Ricette Vegetariane e Vegane

I Cavatelli con fagiolini, patate e mandorle

Va tutto bene. Espiriamo. Inspiriamo. Va tutto bene. Ho diviso per abiti scuri – abiti fantasia – pantaloni – camicie da sera – camicia da giorno – magliette da sera – magliette da giorno – giubbottini leggeri da sera chenonsisamaiatorinocèfreddo – abiti corti da giorno – abiti lunghi da giorno – abiti corti da sera – abiti lunghi da sera – varie ed eventuali. Perché io divido tutto nei divisori per valigia. Non concepisco e non ammetto che la mia valigia sia un covo di roba arrotolata come quella del Nippotorinese che la sistema manco fosse in un film americano. La apre. Butta pantaloni, calze, magliette e buste di plastica e in 3 minuti netti ha finito. Io preventivamente stilo una lista con la roba che vorrei portare (che è tutta la casa e qualcosina in più) e poi durante l’organizzazione (che ho fatto su Note che con Icloud posso visualizzare su qualsiasi aggeggio tecnologico) cerco di sfoltire e se non riesco (si verifica sempre questa ipotesi chissà perché) cerco di sistemare tutto piegando maniacalmente grazie all’ausilio del ferro da stiro. Ogni paio di scarpe ha un suo contenitore e viene accuratamente diviso nel trolley più piccolo insieme agli accessori. Accessori che non devono essere mischiati all’abbigliamento, chiaramente. Fotografo ogni cosa che infilo in valigia in modo che posso consultare su Iphoto tutto il catalogo che è venuto con me e reperire tutto in maniera più semplice e agevole. Le cose che indosserò di meno vanno sotto mentre quelle che sfrutterò maggiormente sopra per un accesso facilitato. Ho voglia di mettere un abito lungo? Bene. Divisorio rosa senza dover minimamente interferire con i pantaloni. Ho voglia di mettere un abito corto? Bene. Divisorio azzurro senza dover minimamente interferire con le camicie. Tutto molto semplice. Lineare e facile. Ma dopo però. Perché facile da organizzare non è. Lo dimostra il fatto che è Giovedì ( e che devo partire settimana prossima ) e la mia valigia è praticamente quasi pronta (per essere riempita)  mentre il Nippotorinese la farà la sera prima deridendomi.
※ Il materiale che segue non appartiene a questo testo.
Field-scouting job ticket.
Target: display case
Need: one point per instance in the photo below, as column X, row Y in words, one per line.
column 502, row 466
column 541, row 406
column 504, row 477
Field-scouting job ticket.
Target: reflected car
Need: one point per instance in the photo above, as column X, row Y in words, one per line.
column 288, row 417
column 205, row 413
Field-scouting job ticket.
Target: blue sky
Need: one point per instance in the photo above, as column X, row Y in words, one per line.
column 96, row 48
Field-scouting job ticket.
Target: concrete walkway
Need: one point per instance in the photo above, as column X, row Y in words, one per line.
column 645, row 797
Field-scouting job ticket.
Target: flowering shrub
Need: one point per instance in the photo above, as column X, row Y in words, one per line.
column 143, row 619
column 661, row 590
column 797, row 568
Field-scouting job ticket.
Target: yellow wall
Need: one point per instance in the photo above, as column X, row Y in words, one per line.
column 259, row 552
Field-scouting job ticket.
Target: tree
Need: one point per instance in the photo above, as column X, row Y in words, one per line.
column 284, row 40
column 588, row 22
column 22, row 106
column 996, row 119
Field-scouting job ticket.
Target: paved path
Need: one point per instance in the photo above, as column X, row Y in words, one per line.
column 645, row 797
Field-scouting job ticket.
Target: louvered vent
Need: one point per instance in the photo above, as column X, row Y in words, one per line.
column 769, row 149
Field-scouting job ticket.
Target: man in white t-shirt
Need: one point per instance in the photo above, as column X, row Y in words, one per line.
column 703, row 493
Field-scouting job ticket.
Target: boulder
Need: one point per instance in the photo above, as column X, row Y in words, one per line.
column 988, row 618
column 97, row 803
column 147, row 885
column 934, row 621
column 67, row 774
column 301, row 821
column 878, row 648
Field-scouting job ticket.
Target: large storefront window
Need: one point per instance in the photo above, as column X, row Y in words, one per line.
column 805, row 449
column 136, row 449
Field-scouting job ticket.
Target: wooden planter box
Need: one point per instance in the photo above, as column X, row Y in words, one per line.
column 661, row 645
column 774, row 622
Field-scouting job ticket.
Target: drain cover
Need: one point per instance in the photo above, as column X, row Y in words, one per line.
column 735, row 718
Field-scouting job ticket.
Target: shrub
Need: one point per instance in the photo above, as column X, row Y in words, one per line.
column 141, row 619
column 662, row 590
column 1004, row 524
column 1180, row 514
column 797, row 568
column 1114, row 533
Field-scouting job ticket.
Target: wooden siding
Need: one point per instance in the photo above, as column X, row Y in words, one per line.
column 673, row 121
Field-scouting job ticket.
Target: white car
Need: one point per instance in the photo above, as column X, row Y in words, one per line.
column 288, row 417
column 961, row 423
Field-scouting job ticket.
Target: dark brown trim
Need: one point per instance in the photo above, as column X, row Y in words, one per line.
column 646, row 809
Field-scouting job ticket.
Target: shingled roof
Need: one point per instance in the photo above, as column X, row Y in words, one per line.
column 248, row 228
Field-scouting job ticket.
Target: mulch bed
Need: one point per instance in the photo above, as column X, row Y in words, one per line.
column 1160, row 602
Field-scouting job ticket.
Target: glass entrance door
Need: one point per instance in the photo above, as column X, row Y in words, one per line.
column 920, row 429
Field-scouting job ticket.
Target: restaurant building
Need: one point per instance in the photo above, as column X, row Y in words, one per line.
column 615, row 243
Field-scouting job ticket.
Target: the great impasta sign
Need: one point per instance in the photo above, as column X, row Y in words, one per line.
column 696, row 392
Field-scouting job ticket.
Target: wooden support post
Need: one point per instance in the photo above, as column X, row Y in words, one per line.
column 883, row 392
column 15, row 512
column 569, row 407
Con coraggio ho buttato dentro vestiti fiorati, blu, azzurri e bianchi. So già che non ne indosserò nemmeno uno ma poco importa. Devo essere ottimista e fiduciosa. Forse in viaggio diverrò fan del colore e vorrò esprimere la mia ilarità attraverso un abito fiorato rosa.

Per dire insomma che sono esaurita ancor di più. Che la partenza mi terrorizza e faccio fatica a parlarne. Che ho paura di non portare con me le matite necessarie per poter disegnare (e se finissero e non vendessero le mie?). Che. Che. E che.

E che sono in ritardo e allora. E i Cavatelli con il pesto di pistacchio e gamberoni sono stati fatti (se ti va di dare una sbirciatina clicca qui) quindi è la volta di un primo vegetariano sempre adoperando questo delizioso formato di pasta. Un piatto estivo, unico e leggero per un Nippotorinese affamato al rientro dall’ufficio cui non vede l’ora di dare fuoco (poi con calma darà fuoco alla mia valigia che supererà il peso consentito di soli 190 chilogrammi). Naturalmente lo aiuterò con taniche di benzina non prima di aver costretto tutti a mangiare almeno una tonnellata di dolcetti che ho preparato per progetti/varie/ed eventuali (sì cucino nonostante tutto la roba ancora da fotografare. E’ una malattia. Sparatemi del lexotan in vena, per favore).

E’ la volta insomma di un semplicissimo cavatello con patate, fagiolini e mandorle tostate. Le patate, lessate come i fagiolini, sono state cotte in acqua bollente salata mentre le mandorle le ho tostate pochissimo con un po’ di scorza di lime grattugiato freschissimo dopo averlo naturalmente lavato per bene.

Un po’ di olio extra vergine d’oliva aromatizzato alla menta che è ormai diventata, oltre che perversione culinaria perenne, un’aggiunta che regala sempre un sapore estivo e fresco e via.

In tavola.

Adesso mi tocca solo sistemare gli accessori in coordinato (evvabbè io non ce la faccio a parlare di cavatelli. Solo di valigie) semplicemente sfogliando l’album “Partenza” che ho nei diversi dispositivi Apple. Lo scorso anno il mio amato Max era estasiato dal racconto circa l’archivio delle borse. Ha finto per ben tre ore al telefono mentre gli spiegavo la facilità di reperire una borsa a mano rispetto a una a tracolla grazie al mio studio approfondito circa la conservazione e catalogalizzazione (esiste? perchè catalogazione non mi piace).

Qualora l’argomento interessasse (mentite come Max vi prego) potrei su Fashion Eater mostrare il mio schemino (per picchiarmi prendere il numeretto alla vostra sinistra).

Il fatto è che la curiosità mi uccide questa volta: voi la valigia in quanto tempo la preparate? Potete farmi uno schemino che lo copiougualeuguale (la prossima volta)?

Perché lo fate lo schemino voi, nevvero?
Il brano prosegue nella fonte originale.